It is tempting at best and annoying at worst for US-based businesses to ignore European Privacy Laws. How does GDPR even affect us? These regulations have some serious risk — you may need it more than you think.
EU laws may not sound very important for US-based companies but consider this – the US is the largest partner for EU exports and the second-largest partner for EU imports. The EU exported almost $400 billion and imported more than $200 billion with the US in 2019 alone. That’s a lot of cookies.
What Is the GDPR?
The European GDPR (General Data Privacy Regulation) came into effect in 2018. The law came onto the books in 2016 and Europeans were given two years’ worth of grace to become compliant.
The regulation is much bigger than letting you know a website is asking you to accept a cookie or storing your IP address. This regulation is important because it improves the protection of European data subjects’ rights. It does this by clarifying how companies that process customer data must safeguard those rights.
My Business Isn’t in Europe
GDPR legislation regulates any international company based outside the European Union that has activities within it. Organizations that store or process the personal data of EU residents (or their staff living in the EU) are subject to this regulation. That affects not only European companies, but also many US companies — even if they do not have a physical presence there.
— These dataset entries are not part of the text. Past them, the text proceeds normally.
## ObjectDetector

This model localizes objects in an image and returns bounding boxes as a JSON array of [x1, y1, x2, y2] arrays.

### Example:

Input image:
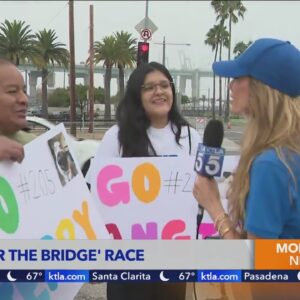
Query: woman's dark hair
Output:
[[116, 62, 189, 157]]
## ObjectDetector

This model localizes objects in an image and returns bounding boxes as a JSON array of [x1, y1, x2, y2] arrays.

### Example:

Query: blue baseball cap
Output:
[[213, 38, 300, 97]]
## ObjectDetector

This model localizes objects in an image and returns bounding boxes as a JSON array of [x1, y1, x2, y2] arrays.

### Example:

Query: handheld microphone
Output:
[[194, 120, 225, 239]]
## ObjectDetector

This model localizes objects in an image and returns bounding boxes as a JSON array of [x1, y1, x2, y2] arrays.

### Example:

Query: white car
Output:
[[26, 116, 99, 175]]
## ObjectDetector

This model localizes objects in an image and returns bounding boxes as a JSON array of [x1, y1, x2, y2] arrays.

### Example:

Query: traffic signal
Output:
[[137, 42, 150, 65]]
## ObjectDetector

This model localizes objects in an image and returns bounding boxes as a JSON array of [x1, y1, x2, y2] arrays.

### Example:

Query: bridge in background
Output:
[[18, 64, 213, 105]]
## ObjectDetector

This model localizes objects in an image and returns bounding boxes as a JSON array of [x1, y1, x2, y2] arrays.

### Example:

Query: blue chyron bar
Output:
[[0, 269, 300, 283]]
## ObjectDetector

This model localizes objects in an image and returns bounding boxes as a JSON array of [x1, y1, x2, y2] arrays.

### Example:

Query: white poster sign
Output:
[[0, 124, 110, 300], [91, 156, 238, 240]]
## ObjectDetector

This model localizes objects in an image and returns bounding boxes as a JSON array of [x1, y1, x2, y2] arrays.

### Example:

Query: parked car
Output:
[[26, 116, 99, 175]]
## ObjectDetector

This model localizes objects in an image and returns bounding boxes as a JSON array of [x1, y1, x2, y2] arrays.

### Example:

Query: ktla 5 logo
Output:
[[194, 144, 225, 176]]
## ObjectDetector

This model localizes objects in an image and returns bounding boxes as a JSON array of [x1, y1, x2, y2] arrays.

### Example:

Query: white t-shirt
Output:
[[86, 122, 202, 182]]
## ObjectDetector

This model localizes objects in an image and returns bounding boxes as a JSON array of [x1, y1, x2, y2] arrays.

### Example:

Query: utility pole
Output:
[[154, 37, 191, 66], [89, 5, 95, 133], [69, 0, 76, 136]]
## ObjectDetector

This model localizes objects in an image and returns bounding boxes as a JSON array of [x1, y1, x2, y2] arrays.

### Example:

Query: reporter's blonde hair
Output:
[[229, 77, 300, 231]]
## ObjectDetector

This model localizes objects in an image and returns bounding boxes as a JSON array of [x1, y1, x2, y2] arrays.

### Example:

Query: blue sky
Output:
[[0, 0, 300, 95]]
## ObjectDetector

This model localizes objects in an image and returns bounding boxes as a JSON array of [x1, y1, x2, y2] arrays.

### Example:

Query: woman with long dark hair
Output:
[[91, 62, 200, 300]]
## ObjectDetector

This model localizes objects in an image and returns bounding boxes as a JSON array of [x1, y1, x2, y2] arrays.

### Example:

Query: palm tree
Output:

Your company only needs to be processing or retaining data collected about EU residents while they are in the EU to fall under the jurisdiction.
While it’s safe to assume multinational or subsidiary companies established in the EU are subject to rules that regulate data transfers between countries, even small US-based businesses — not explicitly targeting the EU — can be affected.
Small businesses probably have a website and the chances are high that some of their website traffic comes from the EU. This means the regulation will apply to your business.
What is My GDPR Risk?
The maximum fine for a data violation under the GDPR is 20 million euro or 4% of a company’s global revenue. There are no similar regulations to the GDPR in the US, but most states have laws regarding data collection and requirements. States like California are modeling their legislation after GDPR.
With the global marketplace exchanging personal data via websites and apps, such a regulation to pass in the US is more likely than not.
Stay Ahead of the Curve
The best business strategy is to get ahead of the curve now and avoid the rush. While GDPR may seem a chaotic headache, there are definite advantages to making online interactions more private. Of course, the upside is protecting your customer’s data and respecting their privacy.